Kerry Hall, spokeswoman for the N.C. Department of Insurance, said Thursday that the agency is monitoring the situation daily.
“BCBS acknowledges to the department the frustration that their customers are having and have kept in touch with us about plans and actions for addressing the customer service issues,” Hall said. “The company is working at identifying the bottlenecks in the phone system and adding capacity as quickly as possible. We received a status report this morning from them and their systems were reported to be up and running.”

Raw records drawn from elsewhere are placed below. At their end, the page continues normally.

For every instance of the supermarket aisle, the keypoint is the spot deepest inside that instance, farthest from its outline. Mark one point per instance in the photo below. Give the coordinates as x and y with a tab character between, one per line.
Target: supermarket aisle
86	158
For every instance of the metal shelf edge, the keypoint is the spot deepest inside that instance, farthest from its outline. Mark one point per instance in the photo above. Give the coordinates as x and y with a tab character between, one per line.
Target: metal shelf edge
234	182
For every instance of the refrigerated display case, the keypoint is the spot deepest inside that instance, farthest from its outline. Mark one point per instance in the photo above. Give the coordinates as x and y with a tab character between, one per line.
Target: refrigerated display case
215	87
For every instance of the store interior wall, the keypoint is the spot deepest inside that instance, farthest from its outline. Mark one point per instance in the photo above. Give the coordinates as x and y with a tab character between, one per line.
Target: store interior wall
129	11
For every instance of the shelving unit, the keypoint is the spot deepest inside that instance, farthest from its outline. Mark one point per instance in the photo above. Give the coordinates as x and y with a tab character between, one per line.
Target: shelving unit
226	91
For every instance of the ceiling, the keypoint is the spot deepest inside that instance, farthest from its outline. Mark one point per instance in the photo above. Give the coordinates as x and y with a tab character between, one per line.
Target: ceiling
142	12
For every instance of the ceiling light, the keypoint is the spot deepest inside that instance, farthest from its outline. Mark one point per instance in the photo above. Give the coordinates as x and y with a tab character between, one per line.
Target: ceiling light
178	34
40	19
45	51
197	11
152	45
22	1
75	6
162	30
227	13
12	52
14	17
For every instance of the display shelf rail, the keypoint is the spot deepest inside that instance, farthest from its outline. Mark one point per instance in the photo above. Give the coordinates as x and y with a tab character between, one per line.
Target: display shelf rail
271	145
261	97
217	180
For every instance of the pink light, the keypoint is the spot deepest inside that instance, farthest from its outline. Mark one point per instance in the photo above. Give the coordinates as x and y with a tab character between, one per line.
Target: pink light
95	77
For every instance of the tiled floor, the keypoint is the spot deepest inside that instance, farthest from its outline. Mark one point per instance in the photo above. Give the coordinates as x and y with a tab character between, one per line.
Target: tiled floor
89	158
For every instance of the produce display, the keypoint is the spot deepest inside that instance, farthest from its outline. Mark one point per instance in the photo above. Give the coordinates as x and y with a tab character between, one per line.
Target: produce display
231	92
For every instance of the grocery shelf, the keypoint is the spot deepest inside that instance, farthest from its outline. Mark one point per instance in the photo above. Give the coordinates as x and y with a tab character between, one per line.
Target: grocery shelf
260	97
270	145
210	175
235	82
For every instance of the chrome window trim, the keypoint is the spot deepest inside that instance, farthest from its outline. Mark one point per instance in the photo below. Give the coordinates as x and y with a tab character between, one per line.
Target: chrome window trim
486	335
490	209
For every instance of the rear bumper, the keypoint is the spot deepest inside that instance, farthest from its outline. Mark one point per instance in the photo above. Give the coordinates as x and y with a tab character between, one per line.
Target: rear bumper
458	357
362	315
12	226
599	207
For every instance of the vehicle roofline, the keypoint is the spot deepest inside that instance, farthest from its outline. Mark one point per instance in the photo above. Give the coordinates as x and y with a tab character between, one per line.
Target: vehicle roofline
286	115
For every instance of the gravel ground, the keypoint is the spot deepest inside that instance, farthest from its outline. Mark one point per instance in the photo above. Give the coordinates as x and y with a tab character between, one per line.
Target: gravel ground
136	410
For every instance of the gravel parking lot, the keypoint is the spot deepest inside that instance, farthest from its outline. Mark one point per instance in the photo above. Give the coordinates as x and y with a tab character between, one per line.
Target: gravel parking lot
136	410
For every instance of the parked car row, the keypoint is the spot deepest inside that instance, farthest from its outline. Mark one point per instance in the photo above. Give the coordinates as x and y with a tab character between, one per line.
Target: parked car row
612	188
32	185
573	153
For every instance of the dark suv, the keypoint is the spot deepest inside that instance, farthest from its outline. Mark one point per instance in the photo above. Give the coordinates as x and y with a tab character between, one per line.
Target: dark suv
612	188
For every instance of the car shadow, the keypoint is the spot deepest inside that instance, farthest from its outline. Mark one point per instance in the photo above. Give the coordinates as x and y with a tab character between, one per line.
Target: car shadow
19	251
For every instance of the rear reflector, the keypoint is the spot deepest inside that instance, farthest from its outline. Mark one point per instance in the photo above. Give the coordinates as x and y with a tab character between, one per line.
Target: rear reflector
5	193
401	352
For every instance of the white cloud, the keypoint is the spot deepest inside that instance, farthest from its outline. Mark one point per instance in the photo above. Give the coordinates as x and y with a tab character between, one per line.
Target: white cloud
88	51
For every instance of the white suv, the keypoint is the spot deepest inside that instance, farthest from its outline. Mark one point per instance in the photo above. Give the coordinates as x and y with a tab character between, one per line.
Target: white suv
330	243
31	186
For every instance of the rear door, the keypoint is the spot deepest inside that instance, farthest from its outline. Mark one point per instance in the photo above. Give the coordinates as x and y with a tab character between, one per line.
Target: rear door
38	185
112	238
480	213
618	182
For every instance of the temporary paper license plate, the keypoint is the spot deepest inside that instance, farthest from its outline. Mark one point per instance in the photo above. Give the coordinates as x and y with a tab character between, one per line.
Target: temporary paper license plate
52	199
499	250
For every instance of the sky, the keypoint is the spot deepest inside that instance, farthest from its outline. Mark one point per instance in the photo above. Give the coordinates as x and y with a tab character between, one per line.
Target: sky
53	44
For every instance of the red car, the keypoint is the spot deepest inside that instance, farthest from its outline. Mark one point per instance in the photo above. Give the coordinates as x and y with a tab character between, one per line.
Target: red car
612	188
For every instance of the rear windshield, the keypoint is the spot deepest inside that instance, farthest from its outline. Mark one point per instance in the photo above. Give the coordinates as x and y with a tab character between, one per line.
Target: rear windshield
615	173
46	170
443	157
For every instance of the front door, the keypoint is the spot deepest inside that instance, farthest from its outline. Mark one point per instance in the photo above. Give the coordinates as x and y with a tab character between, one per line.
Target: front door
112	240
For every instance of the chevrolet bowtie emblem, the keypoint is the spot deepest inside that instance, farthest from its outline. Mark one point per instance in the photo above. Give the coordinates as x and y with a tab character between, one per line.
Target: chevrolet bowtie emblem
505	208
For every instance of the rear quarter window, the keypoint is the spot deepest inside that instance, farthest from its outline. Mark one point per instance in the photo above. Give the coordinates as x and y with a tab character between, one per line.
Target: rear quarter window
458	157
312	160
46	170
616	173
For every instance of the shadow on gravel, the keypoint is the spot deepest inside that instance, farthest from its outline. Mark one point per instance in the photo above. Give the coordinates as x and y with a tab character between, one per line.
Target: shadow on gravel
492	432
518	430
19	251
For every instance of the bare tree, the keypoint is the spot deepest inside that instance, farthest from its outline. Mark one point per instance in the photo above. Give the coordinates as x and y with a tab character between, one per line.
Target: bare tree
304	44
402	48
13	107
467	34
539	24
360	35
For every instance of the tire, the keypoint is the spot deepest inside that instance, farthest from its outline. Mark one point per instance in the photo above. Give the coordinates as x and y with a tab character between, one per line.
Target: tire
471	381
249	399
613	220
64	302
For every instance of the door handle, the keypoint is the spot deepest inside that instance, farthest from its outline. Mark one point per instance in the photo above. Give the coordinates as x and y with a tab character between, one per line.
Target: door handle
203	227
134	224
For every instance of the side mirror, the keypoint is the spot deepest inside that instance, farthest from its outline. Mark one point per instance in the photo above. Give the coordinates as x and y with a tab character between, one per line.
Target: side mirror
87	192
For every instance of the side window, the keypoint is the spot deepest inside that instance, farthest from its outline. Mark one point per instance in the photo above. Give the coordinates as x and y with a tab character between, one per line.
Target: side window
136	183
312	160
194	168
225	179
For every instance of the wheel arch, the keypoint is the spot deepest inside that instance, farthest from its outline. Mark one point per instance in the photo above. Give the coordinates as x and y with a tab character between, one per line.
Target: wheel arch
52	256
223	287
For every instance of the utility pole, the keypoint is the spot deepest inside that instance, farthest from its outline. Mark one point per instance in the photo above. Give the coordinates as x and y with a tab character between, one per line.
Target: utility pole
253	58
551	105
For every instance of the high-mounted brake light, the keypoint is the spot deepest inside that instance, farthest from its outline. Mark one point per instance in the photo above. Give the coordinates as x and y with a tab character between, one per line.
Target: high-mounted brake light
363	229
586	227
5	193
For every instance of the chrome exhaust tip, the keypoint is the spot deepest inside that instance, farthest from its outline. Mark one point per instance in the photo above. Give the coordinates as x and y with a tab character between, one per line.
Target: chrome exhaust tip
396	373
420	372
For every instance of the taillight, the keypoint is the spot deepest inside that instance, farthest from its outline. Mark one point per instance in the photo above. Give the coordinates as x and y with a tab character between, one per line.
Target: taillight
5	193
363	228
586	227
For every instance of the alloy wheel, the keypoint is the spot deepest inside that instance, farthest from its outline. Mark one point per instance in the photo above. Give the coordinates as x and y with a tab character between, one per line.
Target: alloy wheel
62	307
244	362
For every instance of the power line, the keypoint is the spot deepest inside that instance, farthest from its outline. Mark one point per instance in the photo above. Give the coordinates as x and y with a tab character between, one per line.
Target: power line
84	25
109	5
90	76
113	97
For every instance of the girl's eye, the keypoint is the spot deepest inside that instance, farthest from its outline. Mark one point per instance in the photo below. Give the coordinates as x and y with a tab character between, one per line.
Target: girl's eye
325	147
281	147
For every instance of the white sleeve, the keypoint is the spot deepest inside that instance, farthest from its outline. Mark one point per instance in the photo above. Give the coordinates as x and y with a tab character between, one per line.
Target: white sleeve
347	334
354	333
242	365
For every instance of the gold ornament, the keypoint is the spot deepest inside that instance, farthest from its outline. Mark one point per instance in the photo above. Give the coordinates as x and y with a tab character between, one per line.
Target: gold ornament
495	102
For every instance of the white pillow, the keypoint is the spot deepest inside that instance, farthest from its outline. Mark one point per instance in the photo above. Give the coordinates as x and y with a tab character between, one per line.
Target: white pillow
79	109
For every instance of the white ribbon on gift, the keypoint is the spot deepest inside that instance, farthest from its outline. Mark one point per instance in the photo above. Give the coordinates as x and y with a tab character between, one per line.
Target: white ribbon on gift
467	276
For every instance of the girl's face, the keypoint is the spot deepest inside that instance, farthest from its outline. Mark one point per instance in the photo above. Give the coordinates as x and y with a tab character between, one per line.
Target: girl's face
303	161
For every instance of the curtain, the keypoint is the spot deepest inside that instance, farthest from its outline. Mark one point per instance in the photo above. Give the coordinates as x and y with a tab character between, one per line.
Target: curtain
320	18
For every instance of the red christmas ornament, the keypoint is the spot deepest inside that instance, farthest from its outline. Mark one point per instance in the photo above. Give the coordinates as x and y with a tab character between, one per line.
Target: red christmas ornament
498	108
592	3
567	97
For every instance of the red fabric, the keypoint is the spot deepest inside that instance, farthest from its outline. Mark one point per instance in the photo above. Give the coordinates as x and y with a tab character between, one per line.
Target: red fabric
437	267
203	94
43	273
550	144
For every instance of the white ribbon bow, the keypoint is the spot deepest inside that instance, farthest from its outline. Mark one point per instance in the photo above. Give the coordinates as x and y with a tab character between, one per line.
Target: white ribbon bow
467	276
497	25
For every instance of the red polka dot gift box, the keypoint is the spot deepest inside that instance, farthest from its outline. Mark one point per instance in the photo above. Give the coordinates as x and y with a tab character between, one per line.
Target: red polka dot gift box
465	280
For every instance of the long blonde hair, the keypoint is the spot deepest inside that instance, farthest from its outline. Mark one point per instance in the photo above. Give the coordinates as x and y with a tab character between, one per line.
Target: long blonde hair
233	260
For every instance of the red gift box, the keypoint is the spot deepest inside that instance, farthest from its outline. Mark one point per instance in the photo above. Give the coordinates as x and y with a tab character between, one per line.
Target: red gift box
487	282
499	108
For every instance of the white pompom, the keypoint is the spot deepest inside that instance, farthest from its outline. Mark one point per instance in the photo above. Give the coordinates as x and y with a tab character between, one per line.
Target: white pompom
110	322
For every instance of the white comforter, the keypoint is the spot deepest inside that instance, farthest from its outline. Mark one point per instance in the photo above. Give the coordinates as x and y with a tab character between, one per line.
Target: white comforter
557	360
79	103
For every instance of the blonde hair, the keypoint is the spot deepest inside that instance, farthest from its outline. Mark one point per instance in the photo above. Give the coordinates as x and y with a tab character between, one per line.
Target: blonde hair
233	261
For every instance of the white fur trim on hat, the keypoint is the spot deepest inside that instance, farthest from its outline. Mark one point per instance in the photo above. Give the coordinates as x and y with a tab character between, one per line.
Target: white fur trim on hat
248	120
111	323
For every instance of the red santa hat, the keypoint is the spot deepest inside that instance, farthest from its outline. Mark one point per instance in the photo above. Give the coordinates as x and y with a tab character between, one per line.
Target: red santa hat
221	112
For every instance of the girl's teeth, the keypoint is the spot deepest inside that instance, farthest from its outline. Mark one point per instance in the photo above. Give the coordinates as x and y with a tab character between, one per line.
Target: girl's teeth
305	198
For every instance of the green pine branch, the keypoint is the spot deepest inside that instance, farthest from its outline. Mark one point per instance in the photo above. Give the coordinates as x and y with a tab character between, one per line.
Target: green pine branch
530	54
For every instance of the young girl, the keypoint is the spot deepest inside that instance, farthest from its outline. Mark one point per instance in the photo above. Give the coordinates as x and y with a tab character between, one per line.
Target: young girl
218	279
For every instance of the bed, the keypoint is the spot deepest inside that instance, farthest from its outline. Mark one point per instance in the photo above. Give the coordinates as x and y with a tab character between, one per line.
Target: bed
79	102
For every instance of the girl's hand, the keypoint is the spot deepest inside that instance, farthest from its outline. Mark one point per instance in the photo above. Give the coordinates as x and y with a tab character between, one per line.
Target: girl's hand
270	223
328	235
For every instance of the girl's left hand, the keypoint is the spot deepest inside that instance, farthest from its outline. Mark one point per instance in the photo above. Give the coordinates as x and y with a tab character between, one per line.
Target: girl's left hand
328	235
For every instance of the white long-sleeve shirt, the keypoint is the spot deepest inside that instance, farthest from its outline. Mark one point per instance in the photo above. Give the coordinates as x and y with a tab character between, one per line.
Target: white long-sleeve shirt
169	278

Blue Cross is only one of three insurers offering individual coverage in North Carolina under the Affordable Care Act, and the only one that operates in all 100 counties in the state. As of May 2015, the Chapel Hill-based insurer had about 400,000 customers under the ACA, representing about two-thirds of the state’s total ACA enrollment.
The technology debacle recalls the wholesale computer crash in the first year of ACA enrollment, when the federal healthcare.gov website was inoperative for about two months of 2013. At that time, Blue Cross hired contractors and extended operating hours to process a logjam of ACA applications.
This time, the backlog is caused by problems with the insurer’s new customer records system.
“We are in the process of implementing a new customer records system that will allow our customer service representatives to provide more personalized service faster,” Blue Cross said.
Blue Cross is issuing numerous apologies, scheduling weekend phone appointments with customers, and urging them to be patient.
“We have received reports regarding technical issues with our phone lines as well as the website,” the company posted on Facebook. “Our technical team is currently working to resolve all issues as quickly as possible. We will provide an update once we receive notification that all issues are resolved. We sincerely apologize for the inconvenience.”
Blue Cross said on its website that its call volume is between 400 percent and 500 percent higher than this time last year. The company blamed the backlogs on a technology upgrade.
There are two more enrollment deadlines ahead under the Affordable Care Act.
Jan. 15 is the enrollment deadline for purchasing health insurance effective Feb. 1.
Customers who want health insurance on March 1 must be enrolled by Jan. 31.
The failed activations and delays are affecting customers on individual health insurance plans. Most are under the Affordable Care Act, but other individual plans are also affected.